Altogether the index evaluated 132 countries and 155 cities with a particular focus on digital skills “in an age of AI”. Finland was placed seventh overall, dropping one spot from last year’s ranking, whereas Helsinki tumbled to 31st among global cities.
This year, Finland was ranked fourth in the category of vocational and technical skills and is one of the leading countries in matching the skills of people with the needs of the economy (third in employability). Finland also ranked highly in retaining talent (eighth), which was attributed to having a high degree of sustainability (seventh).

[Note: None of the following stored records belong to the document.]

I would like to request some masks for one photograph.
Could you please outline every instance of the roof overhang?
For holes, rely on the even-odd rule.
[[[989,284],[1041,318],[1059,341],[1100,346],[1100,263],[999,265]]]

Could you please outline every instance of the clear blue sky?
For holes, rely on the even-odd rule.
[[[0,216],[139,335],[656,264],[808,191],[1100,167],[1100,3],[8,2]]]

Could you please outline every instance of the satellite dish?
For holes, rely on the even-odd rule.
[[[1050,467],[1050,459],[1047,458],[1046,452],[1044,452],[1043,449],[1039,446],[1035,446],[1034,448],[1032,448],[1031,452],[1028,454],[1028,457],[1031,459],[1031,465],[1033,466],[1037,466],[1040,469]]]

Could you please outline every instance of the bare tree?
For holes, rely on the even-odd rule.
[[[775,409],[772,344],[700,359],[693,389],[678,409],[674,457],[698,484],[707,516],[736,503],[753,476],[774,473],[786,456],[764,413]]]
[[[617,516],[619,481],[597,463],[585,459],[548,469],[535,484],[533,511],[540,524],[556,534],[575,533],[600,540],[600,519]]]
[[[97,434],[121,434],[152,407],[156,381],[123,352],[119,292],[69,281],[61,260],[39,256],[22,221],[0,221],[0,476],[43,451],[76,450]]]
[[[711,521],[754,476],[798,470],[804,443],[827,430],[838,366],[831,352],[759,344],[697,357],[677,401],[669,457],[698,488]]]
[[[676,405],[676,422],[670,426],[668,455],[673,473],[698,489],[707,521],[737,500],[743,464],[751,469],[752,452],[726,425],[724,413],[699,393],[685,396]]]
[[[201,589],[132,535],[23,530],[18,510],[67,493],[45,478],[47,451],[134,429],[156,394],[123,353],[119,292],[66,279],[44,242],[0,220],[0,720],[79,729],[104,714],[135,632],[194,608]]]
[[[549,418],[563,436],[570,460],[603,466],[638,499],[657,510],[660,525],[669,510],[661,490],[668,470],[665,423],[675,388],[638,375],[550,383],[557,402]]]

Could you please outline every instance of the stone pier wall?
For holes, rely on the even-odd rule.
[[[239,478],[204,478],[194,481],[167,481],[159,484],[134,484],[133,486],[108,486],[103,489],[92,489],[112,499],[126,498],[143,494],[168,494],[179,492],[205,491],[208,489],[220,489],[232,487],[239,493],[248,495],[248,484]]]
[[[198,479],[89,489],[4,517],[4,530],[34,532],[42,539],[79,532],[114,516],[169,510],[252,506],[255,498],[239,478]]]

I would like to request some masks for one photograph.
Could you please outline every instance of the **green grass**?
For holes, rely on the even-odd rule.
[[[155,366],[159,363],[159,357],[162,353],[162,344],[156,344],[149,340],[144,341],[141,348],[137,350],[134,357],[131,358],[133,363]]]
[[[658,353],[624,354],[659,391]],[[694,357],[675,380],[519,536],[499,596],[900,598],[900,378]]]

The country was also fourth in the ‘grow’ category, which contained high placements for sub indices such as formal education (third), lifelong learning (sixth) and access to growth opportunities (seventh).
A digital future for all
On a global scale, a deepening gap was found between high income and low income countries. The ranking was led by Switzerland, the USA and Singapore. Yemen, Congo and Angola were at the other end of the scale.
According to Alain Dehaze, CEO of Adecco Group, the impact of the rise of machines and algorithms is being felt across all industries, placing an urgent emphasis on creating measures to attract, develop and retain talent.
“This decade will be characterised by a re-skilling revolution with a focus on ‘fusion skills’ – enabling humans and machines to work in harmony in a hybrid model,” he envisioned.
Finland recently facilitated this on a broader scale, offering European citizens access to a free online course series, the Elements of AI. The initiative aims to encourage people to learn the basics of artificial intelligence, regardless of age or education level.